The top-line rebound was not uniform however, with revenues from Equities declining once again, down to $1.754 billion from last quarter’s 1.789 billion, while Investment management was roughly flat, at $1.353 billion. The upside surprise came from investment banking which rose from $1.46 billion to $1.79 billion, as well as FICC, which at $1.93 billion was above the consensus estimate of $1.8 billion, and higher than both Q1 2016 ($1.66BN) and the year-prior print of $1.6 billion. The final wildcard, Goldman’s prop trading group, Investing and Lending, surged to $1.1 billion from just $87 million last quarter if down substantially from the $1.8 billion a year ago.

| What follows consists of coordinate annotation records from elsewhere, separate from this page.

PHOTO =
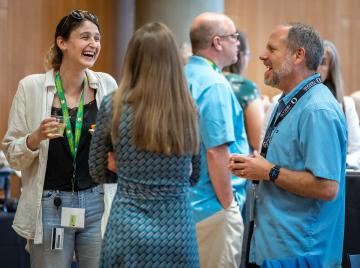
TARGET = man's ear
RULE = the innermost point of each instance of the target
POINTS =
(216, 43)
(299, 55)
(61, 43)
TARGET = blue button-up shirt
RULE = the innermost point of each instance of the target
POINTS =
(221, 122)
(312, 137)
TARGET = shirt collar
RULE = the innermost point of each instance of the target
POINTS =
(286, 98)
(93, 80)
(202, 60)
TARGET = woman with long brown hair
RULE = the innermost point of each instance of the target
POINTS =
(151, 121)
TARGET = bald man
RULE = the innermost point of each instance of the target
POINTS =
(219, 197)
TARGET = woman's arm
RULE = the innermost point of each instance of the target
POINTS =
(101, 144)
(254, 120)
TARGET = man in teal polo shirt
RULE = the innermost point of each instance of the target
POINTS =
(299, 204)
(218, 198)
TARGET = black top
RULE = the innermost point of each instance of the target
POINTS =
(59, 169)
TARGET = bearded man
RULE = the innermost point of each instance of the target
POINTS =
(301, 169)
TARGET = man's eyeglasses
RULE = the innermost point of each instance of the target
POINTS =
(234, 36)
(80, 15)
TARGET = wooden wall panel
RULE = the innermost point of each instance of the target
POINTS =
(27, 28)
(337, 20)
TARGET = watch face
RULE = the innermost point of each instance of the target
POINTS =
(274, 173)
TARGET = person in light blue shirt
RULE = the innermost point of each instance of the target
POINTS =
(218, 198)
(299, 205)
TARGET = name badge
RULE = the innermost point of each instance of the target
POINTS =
(57, 238)
(72, 217)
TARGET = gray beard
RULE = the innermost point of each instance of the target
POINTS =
(277, 75)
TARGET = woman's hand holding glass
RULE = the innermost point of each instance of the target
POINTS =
(50, 128)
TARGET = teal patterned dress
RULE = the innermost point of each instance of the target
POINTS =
(151, 222)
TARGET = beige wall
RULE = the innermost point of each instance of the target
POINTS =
(337, 20)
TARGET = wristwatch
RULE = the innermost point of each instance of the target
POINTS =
(274, 173)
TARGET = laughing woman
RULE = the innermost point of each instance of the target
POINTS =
(59, 196)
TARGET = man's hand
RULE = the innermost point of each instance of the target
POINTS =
(253, 167)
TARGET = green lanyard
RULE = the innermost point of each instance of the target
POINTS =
(213, 65)
(73, 141)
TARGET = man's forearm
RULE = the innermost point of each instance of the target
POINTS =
(217, 159)
(305, 184)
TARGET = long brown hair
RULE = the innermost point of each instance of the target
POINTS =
(165, 117)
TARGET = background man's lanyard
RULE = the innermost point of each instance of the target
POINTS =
(73, 141)
(276, 120)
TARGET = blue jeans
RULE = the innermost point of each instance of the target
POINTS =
(86, 243)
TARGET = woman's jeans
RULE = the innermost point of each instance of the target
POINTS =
(86, 242)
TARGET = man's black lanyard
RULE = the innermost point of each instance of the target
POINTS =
(285, 111)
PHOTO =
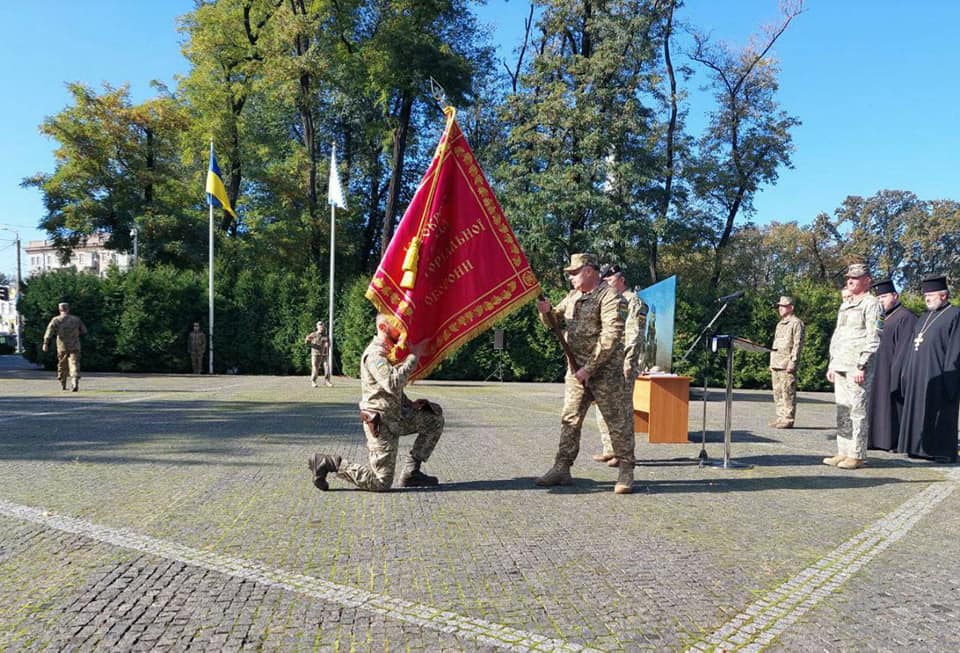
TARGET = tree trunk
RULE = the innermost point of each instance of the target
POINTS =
(661, 219)
(396, 175)
(373, 214)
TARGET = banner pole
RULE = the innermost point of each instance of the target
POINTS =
(333, 227)
(210, 291)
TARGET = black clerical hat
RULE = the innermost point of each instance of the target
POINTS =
(933, 284)
(884, 287)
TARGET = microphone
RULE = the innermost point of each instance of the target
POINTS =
(729, 298)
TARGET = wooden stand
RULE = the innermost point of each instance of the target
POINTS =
(660, 407)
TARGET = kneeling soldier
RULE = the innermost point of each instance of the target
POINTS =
(387, 413)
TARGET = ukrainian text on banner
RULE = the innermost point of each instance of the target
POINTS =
(454, 266)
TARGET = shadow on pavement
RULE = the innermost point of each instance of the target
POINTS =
(726, 484)
(192, 432)
(580, 485)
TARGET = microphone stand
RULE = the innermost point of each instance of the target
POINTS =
(706, 370)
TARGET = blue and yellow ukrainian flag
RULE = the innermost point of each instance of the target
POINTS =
(216, 191)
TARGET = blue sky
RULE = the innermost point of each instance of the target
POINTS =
(873, 82)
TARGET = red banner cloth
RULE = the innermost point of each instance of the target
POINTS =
(471, 271)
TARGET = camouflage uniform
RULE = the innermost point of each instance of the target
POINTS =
(67, 329)
(852, 348)
(319, 349)
(635, 349)
(787, 342)
(196, 346)
(382, 393)
(595, 322)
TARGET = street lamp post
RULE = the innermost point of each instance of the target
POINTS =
(133, 234)
(15, 309)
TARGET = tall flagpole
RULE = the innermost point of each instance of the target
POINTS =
(210, 279)
(333, 226)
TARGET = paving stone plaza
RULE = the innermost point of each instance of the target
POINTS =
(174, 513)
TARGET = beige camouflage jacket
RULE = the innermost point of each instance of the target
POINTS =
(319, 343)
(382, 383)
(67, 329)
(634, 333)
(787, 343)
(857, 336)
(594, 326)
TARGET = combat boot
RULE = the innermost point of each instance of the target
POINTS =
(559, 474)
(411, 476)
(625, 480)
(321, 465)
(852, 463)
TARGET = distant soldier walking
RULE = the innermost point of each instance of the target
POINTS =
(319, 345)
(387, 413)
(594, 315)
(787, 342)
(852, 361)
(196, 347)
(67, 329)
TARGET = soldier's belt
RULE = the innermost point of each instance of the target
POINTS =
(372, 419)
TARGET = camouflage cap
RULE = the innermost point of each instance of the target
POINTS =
(857, 270)
(577, 261)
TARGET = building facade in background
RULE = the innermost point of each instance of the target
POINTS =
(91, 256)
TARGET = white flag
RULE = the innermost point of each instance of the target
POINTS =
(334, 189)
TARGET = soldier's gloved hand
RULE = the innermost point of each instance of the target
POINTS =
(582, 375)
(418, 349)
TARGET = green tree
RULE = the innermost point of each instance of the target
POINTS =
(578, 174)
(117, 167)
(748, 138)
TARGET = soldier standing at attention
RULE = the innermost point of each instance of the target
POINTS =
(67, 329)
(319, 348)
(386, 413)
(852, 360)
(594, 315)
(197, 346)
(787, 342)
(634, 353)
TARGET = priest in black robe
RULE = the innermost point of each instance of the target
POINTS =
(884, 406)
(930, 379)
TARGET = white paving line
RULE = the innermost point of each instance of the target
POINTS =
(764, 620)
(479, 630)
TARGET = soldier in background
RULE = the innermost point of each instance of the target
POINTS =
(634, 346)
(387, 413)
(319, 345)
(787, 343)
(67, 329)
(851, 368)
(594, 315)
(884, 404)
(196, 347)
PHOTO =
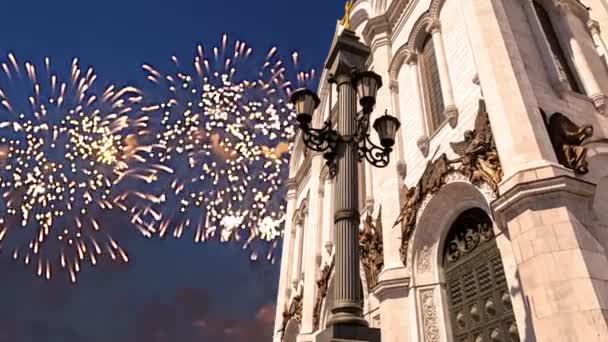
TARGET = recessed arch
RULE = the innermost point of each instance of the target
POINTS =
(398, 60)
(362, 11)
(431, 229)
(291, 331)
(419, 31)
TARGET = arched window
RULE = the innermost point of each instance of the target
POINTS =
(478, 297)
(563, 63)
(431, 84)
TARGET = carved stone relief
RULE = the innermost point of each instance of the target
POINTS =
(430, 319)
(478, 163)
(370, 245)
(424, 259)
(567, 139)
(322, 287)
(293, 311)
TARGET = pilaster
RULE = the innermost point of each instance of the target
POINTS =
(518, 127)
(562, 268)
(284, 281)
(311, 247)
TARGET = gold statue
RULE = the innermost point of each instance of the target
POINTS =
(478, 156)
(348, 8)
(567, 139)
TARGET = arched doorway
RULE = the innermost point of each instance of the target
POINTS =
(479, 302)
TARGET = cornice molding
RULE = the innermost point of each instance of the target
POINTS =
(530, 191)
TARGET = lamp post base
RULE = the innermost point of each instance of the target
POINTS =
(348, 333)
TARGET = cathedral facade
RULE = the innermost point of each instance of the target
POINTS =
(491, 221)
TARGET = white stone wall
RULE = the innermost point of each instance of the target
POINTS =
(494, 42)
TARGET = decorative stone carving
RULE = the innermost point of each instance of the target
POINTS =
(424, 260)
(322, 287)
(429, 317)
(402, 169)
(346, 21)
(567, 139)
(479, 163)
(431, 181)
(467, 240)
(370, 245)
(293, 311)
(478, 156)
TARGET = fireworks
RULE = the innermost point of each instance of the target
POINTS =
(209, 157)
(225, 130)
(66, 153)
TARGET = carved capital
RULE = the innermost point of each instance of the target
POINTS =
(451, 114)
(412, 58)
(393, 282)
(434, 26)
(593, 26)
(599, 102)
(575, 7)
(402, 169)
(564, 7)
(475, 79)
(394, 86)
(423, 145)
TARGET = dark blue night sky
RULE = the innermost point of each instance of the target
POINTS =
(173, 290)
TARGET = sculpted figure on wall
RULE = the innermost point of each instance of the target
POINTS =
(478, 162)
(322, 288)
(433, 178)
(478, 156)
(370, 244)
(567, 139)
(294, 308)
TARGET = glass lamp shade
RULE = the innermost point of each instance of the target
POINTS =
(387, 127)
(367, 83)
(305, 102)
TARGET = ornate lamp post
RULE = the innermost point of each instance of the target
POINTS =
(342, 149)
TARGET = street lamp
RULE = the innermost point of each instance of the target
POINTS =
(343, 147)
(327, 140)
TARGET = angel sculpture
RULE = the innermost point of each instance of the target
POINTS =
(407, 216)
(478, 156)
(370, 244)
(567, 138)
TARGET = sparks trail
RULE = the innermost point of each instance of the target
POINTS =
(225, 128)
(67, 152)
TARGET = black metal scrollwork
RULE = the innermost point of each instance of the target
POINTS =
(366, 149)
(324, 139)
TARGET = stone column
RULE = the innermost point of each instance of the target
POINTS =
(312, 248)
(518, 128)
(422, 130)
(562, 267)
(284, 281)
(328, 212)
(451, 111)
(296, 268)
(594, 29)
(588, 75)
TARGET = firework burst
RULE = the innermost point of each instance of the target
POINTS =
(66, 153)
(226, 129)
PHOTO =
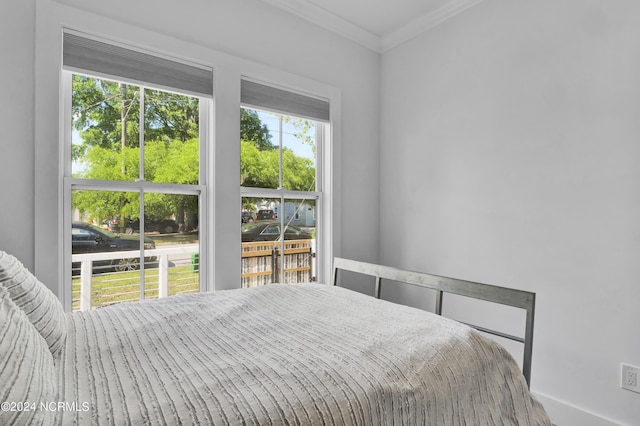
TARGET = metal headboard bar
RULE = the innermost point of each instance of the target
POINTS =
(491, 293)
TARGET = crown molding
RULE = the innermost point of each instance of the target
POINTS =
(328, 21)
(379, 44)
(424, 23)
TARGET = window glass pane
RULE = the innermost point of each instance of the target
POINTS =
(259, 149)
(299, 241)
(298, 154)
(277, 151)
(171, 220)
(259, 241)
(272, 256)
(172, 144)
(105, 263)
(105, 130)
(108, 244)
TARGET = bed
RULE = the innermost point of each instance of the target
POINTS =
(294, 354)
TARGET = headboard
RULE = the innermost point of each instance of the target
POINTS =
(502, 295)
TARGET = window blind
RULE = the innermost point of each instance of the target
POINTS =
(261, 96)
(84, 54)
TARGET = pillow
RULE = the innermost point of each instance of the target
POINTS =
(26, 368)
(41, 306)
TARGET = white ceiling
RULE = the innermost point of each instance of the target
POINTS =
(376, 24)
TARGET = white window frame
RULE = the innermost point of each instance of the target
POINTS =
(282, 194)
(70, 183)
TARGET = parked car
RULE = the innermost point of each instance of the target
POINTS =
(247, 217)
(266, 215)
(270, 231)
(87, 238)
(163, 226)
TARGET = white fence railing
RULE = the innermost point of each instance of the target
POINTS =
(262, 263)
(161, 254)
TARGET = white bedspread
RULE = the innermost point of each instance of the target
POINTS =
(285, 354)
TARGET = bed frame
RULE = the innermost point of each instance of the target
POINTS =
(502, 295)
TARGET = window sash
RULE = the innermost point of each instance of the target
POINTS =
(89, 55)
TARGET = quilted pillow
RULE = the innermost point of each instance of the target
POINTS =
(41, 306)
(26, 368)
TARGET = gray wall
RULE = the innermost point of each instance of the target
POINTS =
(17, 44)
(510, 154)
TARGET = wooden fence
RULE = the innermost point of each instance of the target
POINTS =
(262, 262)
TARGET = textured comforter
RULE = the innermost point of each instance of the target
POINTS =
(305, 354)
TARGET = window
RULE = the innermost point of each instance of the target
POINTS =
(282, 135)
(135, 173)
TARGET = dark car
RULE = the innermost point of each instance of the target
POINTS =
(266, 215)
(163, 226)
(86, 238)
(247, 217)
(270, 231)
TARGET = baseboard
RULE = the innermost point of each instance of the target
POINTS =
(563, 414)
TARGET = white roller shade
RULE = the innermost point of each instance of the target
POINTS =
(83, 54)
(261, 96)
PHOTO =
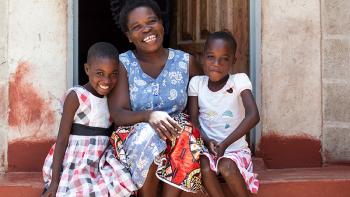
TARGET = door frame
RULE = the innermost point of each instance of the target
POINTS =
(255, 64)
(254, 55)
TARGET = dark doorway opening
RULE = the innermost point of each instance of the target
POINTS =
(96, 24)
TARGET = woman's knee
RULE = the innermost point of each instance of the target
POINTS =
(227, 167)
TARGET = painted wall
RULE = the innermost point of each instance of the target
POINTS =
(33, 78)
(3, 85)
(291, 83)
(336, 79)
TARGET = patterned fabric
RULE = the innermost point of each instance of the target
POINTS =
(139, 145)
(243, 160)
(178, 165)
(167, 92)
(89, 166)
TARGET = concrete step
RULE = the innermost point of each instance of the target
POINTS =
(328, 181)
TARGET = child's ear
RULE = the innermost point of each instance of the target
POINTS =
(234, 59)
(86, 68)
(128, 36)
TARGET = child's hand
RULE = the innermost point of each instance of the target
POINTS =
(220, 150)
(51, 191)
(211, 144)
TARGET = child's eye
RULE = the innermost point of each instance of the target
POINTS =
(136, 28)
(153, 21)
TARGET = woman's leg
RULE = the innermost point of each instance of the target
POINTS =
(170, 191)
(150, 187)
(233, 177)
(209, 179)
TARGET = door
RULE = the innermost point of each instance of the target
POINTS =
(195, 19)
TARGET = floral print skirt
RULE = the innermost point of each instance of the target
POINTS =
(138, 146)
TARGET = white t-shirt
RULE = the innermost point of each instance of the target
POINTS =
(221, 112)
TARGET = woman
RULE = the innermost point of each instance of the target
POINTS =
(149, 97)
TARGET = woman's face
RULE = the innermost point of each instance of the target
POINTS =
(145, 29)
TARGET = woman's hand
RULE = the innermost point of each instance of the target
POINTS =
(211, 145)
(51, 191)
(220, 150)
(166, 126)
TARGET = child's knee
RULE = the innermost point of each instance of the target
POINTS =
(227, 167)
(205, 165)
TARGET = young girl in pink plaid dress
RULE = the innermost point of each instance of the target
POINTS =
(82, 163)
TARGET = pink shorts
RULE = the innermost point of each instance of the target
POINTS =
(243, 160)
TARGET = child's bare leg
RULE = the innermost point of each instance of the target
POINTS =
(233, 177)
(210, 180)
(150, 187)
(170, 191)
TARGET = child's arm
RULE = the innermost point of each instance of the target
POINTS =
(70, 106)
(250, 120)
(193, 111)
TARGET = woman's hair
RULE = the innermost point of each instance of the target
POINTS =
(102, 50)
(131, 5)
(223, 35)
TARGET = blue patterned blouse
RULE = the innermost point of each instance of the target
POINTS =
(167, 92)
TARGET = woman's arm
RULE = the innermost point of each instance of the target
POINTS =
(250, 120)
(119, 107)
(70, 106)
(119, 103)
(194, 67)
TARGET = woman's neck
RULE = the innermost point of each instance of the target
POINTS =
(150, 57)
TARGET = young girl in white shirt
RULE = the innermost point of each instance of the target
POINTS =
(223, 107)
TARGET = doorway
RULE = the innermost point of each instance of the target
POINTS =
(187, 23)
(98, 22)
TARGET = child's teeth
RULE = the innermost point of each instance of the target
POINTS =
(104, 87)
(149, 38)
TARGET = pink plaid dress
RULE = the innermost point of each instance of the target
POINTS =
(89, 166)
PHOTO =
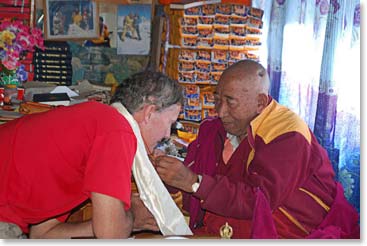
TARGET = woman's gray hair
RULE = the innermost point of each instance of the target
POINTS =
(147, 88)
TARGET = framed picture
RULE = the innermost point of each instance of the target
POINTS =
(70, 19)
(133, 29)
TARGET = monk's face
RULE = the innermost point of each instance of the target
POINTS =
(236, 102)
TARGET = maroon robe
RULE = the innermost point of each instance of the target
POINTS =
(281, 158)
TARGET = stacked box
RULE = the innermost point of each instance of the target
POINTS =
(209, 38)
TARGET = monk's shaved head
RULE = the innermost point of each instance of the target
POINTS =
(252, 74)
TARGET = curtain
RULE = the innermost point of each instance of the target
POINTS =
(312, 51)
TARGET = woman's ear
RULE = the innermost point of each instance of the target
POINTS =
(148, 110)
(262, 102)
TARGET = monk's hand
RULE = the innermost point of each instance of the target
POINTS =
(143, 219)
(174, 173)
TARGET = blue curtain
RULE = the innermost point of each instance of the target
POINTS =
(312, 51)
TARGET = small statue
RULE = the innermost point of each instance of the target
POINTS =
(226, 231)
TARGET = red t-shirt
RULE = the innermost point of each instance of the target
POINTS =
(51, 162)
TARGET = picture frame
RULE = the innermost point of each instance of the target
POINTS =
(70, 20)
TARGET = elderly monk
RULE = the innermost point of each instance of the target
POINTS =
(258, 167)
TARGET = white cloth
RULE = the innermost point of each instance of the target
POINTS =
(151, 189)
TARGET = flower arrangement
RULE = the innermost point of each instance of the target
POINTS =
(16, 38)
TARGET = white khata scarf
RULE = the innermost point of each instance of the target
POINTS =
(151, 189)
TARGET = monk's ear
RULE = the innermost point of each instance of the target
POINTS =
(262, 102)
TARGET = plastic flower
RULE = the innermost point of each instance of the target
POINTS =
(15, 39)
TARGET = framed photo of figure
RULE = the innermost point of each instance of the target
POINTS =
(70, 20)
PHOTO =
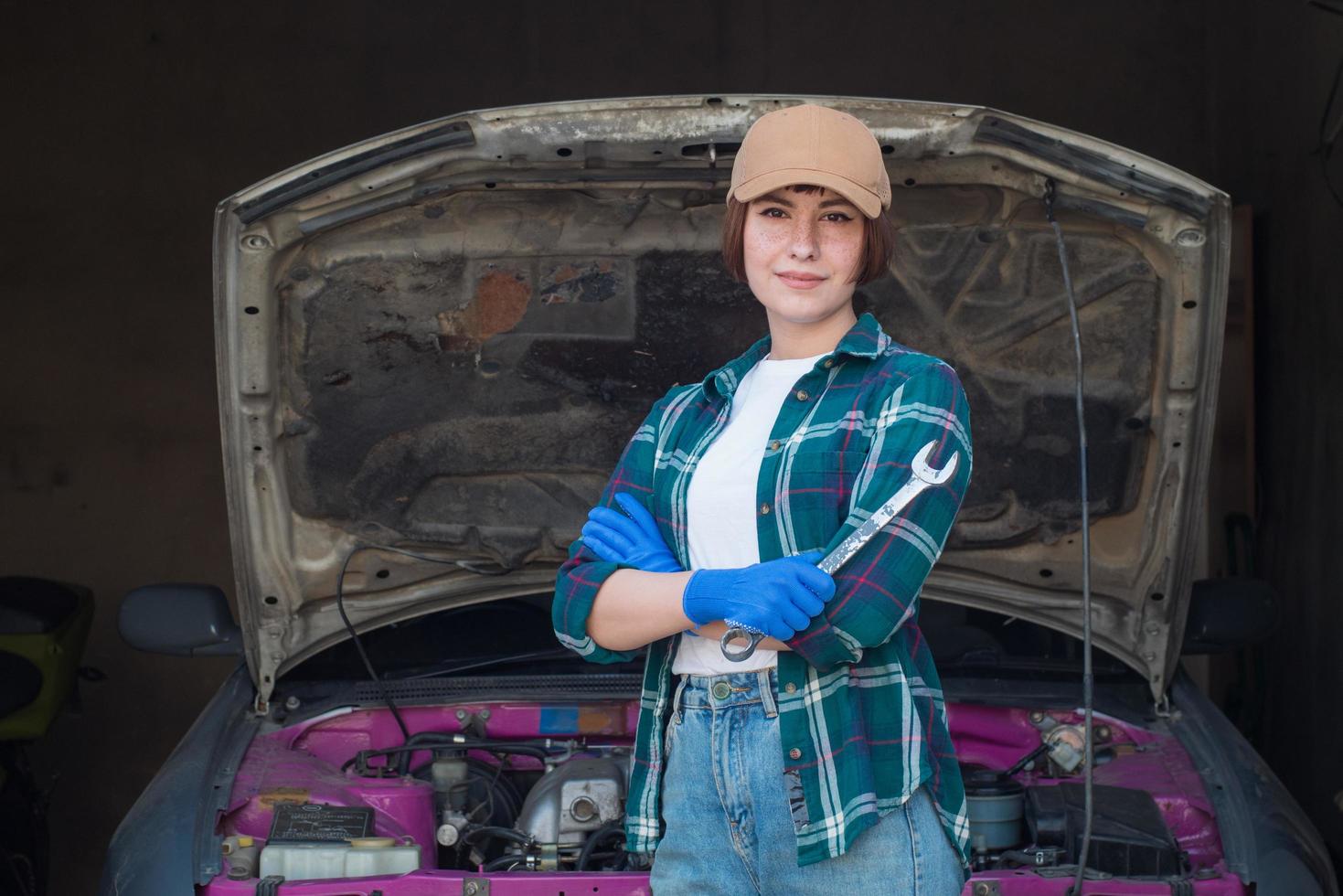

But while the revenue side was stronger than expected, if still double-digits lower than a year ago, what was perhaps more interesting was the slashing of overhead. According to Goldman, in Q2 it had only 34,800 full time employees, a whopping – for the bank – cut of 1,700 from 36,500 a quarter ago, the biggest monthly drop in employment since the crisis.
Finally, confirming Goldman’s dedication to cost-cutting was the flattish compensation expense, which at $3.3 billion in the quarter, meant that Goldman’s LTM comp provision was $10.4 billion, which as the chart below shows, means that the average employee comp remained flat at the worst level this decade, at just under $300,000. per worker.